Annem yaşlı gözlerle bana sıkıca sarıldığında yaptığım tek şey sırtını sıvazlamaktı. O kadar içimden gelmiyordu ki göz yaşlarının samimiyetine inanmak. İçten içe mutlu olduğunu iyi biliyordum. Normalde okul başlayacağı zaman gitmem gereken şehre bir ay önce gidiyordum.  Neden mi? Çünkü Baran izne gelecekti. Aksi taktirde yıllardır yalvardığımız annem gönderir miydi?

Babam Hakan'la minik bir konuşma yapıp bana döndü ve elini uzattı. Elini öpüp arabaya bindim. Sarılmak mı? Asla onun tarzı değil.

Yola koyulduğumuzda sessizlikten sıkılmış olacak ki Dilek radyoya uzanıp coşkulu bir şarkı açtı.

"Ne bu ruhsuzluk kızım yıllardır hayalini kurduğumuz şeyi gerçekleştiriyoruz burada."

"Dün gece Yüsra ile uğraştım da yorgunum biraz."

"Yolumuz uzun ,kestir biraz istersen." deyip minik bir yastık uzattı Hakan.

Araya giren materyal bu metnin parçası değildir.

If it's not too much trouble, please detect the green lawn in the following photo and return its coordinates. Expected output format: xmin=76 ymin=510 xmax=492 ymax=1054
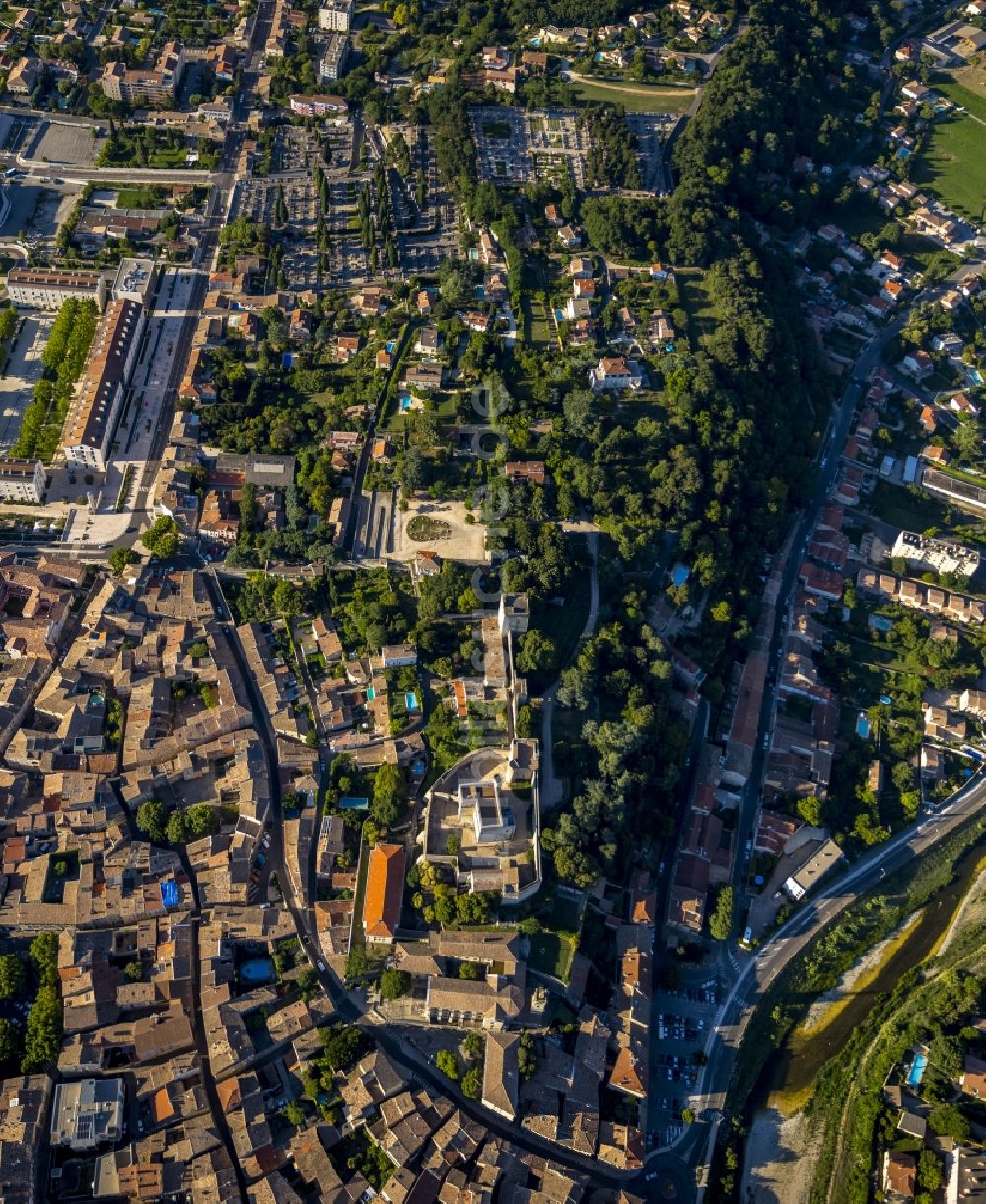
xmin=528 ymin=932 xmax=576 ymax=982
xmin=571 ymin=80 xmax=695 ymax=113
xmin=548 ymin=894 xmax=582 ymax=932
xmin=676 ymin=271 xmax=719 ymax=349
xmin=911 ymin=106 xmax=986 ymax=220
xmin=932 ymin=67 xmax=986 ymax=121
xmin=870 ymin=480 xmax=964 ymax=533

"Teşekkür ederim" deyip cama doğru yasladım başımı.

Yaklaşık altı yedi saat süren yolculuğun yarısını uyuyarak yarısını Dilek'in müthiş enerjisine yetişmeye çalışarak geçirdim. Ve sonunda gelmiştik. Bagajdaki çantalarıma uzanacakken Hakan tarafından durduruldum.

"Ben getiririm sen gir eve."

"Gerek yok."

"Bırak taşısın ya işi ne?"

Dilek koluma girip beni içeriye çekiştirdi.

"Anne biz geldiik!"

"Hoş geldiniz güzel kızlarım." ikimizi de öpüp oturttu.

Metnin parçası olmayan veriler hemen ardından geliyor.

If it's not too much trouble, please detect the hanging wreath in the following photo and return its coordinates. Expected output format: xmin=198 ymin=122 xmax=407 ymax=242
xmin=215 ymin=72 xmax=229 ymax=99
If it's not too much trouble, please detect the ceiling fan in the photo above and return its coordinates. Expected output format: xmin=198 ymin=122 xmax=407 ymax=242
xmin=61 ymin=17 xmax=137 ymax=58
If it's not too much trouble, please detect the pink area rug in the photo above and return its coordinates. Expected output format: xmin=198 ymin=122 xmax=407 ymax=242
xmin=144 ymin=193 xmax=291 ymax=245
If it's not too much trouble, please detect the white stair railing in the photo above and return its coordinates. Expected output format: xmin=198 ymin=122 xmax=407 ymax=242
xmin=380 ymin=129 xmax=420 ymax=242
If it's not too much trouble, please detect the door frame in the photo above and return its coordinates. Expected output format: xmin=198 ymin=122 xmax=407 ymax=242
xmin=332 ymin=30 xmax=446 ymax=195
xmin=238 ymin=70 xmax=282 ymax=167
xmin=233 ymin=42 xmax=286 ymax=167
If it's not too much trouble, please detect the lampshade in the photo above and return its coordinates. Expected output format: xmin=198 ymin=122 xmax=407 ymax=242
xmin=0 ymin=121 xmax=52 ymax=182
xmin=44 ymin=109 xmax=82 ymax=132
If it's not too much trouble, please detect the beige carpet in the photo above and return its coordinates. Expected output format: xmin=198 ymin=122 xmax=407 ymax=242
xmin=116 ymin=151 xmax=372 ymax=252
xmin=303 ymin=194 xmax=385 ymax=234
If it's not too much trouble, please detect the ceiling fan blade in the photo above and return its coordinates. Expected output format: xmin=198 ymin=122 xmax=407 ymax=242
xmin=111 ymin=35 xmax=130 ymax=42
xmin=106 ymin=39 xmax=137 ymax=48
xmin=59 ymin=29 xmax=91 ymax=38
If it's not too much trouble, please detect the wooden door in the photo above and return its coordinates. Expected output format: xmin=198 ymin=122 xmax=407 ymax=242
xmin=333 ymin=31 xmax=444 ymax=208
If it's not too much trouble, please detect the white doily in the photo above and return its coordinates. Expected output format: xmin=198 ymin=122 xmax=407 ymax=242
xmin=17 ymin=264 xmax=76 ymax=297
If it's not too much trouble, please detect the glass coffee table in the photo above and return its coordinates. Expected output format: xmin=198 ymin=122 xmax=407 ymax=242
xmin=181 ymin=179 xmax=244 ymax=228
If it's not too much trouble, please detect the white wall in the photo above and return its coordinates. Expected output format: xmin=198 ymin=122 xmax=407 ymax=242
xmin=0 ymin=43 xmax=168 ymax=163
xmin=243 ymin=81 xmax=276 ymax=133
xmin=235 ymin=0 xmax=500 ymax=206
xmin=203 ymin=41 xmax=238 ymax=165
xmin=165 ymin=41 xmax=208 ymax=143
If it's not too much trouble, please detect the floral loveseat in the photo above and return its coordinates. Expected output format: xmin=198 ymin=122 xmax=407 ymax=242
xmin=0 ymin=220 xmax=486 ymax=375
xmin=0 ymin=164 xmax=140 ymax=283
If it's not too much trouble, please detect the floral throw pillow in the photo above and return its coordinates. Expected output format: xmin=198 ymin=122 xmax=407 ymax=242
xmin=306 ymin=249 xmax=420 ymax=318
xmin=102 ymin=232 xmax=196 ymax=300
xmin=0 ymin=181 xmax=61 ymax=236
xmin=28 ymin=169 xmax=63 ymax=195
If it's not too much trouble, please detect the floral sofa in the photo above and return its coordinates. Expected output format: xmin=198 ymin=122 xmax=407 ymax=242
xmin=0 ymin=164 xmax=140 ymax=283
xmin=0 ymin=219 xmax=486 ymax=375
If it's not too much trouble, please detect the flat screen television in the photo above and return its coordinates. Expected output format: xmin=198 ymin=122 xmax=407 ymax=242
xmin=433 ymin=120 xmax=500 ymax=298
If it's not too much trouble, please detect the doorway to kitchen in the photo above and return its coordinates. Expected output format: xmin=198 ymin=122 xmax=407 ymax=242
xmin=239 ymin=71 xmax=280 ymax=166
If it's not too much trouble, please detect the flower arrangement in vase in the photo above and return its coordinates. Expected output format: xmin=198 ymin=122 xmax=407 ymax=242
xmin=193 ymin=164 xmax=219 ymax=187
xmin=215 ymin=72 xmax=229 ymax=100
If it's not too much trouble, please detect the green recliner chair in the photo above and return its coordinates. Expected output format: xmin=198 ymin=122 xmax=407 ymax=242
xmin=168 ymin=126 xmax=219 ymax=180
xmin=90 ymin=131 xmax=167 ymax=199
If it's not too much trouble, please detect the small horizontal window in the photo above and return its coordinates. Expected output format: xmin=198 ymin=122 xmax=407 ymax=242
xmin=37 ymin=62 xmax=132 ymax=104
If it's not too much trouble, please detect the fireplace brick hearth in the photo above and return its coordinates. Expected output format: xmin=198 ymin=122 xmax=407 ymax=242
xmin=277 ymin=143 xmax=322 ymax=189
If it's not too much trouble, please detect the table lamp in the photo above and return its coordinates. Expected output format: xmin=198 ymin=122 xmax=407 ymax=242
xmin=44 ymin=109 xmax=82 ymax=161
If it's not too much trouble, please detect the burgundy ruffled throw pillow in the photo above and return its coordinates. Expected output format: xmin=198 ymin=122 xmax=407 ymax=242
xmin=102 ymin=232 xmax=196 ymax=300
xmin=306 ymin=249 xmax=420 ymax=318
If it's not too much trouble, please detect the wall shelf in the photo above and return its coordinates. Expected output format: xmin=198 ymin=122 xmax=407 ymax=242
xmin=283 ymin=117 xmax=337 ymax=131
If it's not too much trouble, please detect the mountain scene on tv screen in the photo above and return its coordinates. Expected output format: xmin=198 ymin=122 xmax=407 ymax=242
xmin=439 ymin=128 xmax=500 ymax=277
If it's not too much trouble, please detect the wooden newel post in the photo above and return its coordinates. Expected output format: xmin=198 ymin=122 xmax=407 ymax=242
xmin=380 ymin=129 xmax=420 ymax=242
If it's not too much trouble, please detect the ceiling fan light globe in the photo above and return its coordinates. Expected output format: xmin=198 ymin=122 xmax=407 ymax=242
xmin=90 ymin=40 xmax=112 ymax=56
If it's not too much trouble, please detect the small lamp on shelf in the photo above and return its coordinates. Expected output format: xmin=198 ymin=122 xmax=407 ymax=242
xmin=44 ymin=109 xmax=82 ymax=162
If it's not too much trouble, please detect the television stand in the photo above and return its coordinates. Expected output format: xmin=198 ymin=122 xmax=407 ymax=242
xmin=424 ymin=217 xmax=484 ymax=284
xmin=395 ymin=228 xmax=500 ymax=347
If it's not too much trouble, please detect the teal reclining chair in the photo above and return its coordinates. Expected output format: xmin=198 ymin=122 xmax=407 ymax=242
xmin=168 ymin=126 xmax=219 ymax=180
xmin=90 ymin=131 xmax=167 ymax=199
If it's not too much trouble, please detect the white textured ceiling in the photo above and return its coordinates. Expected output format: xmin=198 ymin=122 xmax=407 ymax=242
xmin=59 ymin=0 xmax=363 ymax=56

"Bir şeyler hazırlayayım mı? Aç mısınız?"

"Yolda ara verdiğimizde tıka basa yediğimiz için hiç birimiz aç değiliz."

"Kendi adına konuş." deyip yanıma oturdu Hakan.

"Eylül, annem kesin börek falan yapmıştır. Fatma hanımın efsane börekleriyle tanışmanın vakti geldi bence."

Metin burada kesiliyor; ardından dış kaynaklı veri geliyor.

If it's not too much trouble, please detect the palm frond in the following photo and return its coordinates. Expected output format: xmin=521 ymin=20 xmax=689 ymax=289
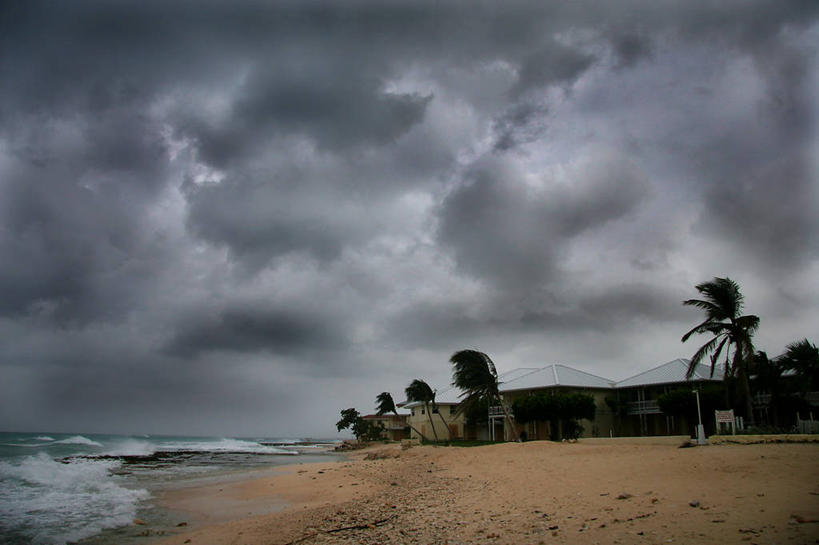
xmin=685 ymin=337 xmax=720 ymax=379
xmin=375 ymin=392 xmax=398 ymax=416
xmin=449 ymin=350 xmax=498 ymax=397
xmin=404 ymin=378 xmax=435 ymax=403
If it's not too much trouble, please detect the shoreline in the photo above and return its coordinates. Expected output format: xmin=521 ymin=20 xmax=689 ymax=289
xmin=76 ymin=447 xmax=347 ymax=545
xmin=151 ymin=440 xmax=819 ymax=545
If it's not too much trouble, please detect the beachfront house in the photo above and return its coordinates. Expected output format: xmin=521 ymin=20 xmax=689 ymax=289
xmin=388 ymin=358 xmax=819 ymax=441
xmin=614 ymin=358 xmax=724 ymax=436
xmin=363 ymin=413 xmax=409 ymax=441
xmin=397 ymin=387 xmax=467 ymax=441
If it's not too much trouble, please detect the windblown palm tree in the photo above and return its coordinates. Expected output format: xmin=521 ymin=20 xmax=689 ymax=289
xmin=449 ymin=350 xmax=515 ymax=442
xmin=782 ymin=339 xmax=819 ymax=392
xmin=682 ymin=278 xmax=759 ymax=422
xmin=375 ymin=392 xmax=427 ymax=441
xmin=750 ymin=350 xmax=785 ymax=426
xmin=404 ymin=378 xmax=438 ymax=442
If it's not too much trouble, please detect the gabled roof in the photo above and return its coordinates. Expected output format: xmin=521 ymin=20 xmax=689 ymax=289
xmin=361 ymin=413 xmax=409 ymax=420
xmin=615 ymin=358 xmax=723 ymax=388
xmin=500 ymin=363 xmax=614 ymax=392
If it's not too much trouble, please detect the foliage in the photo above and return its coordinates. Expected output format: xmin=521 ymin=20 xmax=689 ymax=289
xmin=606 ymin=396 xmax=628 ymax=416
xmin=449 ymin=350 xmax=515 ymax=440
xmin=375 ymin=392 xmax=398 ymax=416
xmin=682 ymin=278 xmax=759 ymax=421
xmin=657 ymin=384 xmax=725 ymax=419
xmin=404 ymin=378 xmax=435 ymax=404
xmin=563 ymin=419 xmax=583 ymax=439
xmin=336 ymin=407 xmax=384 ymax=441
xmin=781 ymin=339 xmax=819 ymax=391
xmin=512 ymin=392 xmax=597 ymax=440
xmin=404 ymin=378 xmax=438 ymax=442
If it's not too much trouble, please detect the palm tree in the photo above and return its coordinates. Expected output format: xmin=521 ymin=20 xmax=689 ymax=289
xmin=449 ymin=350 xmax=515 ymax=440
xmin=752 ymin=350 xmax=785 ymax=426
xmin=404 ymin=378 xmax=438 ymax=443
xmin=682 ymin=278 xmax=759 ymax=423
xmin=782 ymin=339 xmax=819 ymax=393
xmin=375 ymin=392 xmax=427 ymax=441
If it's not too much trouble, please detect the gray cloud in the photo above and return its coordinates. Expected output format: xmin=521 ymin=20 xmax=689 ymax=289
xmin=438 ymin=152 xmax=648 ymax=290
xmin=166 ymin=307 xmax=345 ymax=358
xmin=0 ymin=0 xmax=819 ymax=435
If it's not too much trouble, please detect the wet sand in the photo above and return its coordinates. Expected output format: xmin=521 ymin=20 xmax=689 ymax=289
xmin=155 ymin=440 xmax=819 ymax=545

"Yolda midemi ağzına kadar doldurmasam olabilirdi belki."

"Çok şey kaçırıyorsun yazık." deyip arkasına yaslandı.

Gözlerimi tekrar Fatma abla'ya çevirdiğimde Dilek'le birbirlerine sessizce bakıp gülümsediklerine şahit oldum kısa bir süre.

"Biz şu çantaları açsak iyi olacak."

"Durun durun ben bir şey söyleyeceğim size."

"Ne diyeceksin yine oğlum bir rahat bırakmadın kızları."

"Anne diyorum ki benim yukardaki evde kalsın kızlar hem daha rahat olurlar."

"Ne? Ya sen ikizlerin bir tanesi dünyanın en yakışıklı insanı seni yerim." Dilek bir anda boynuna atladı.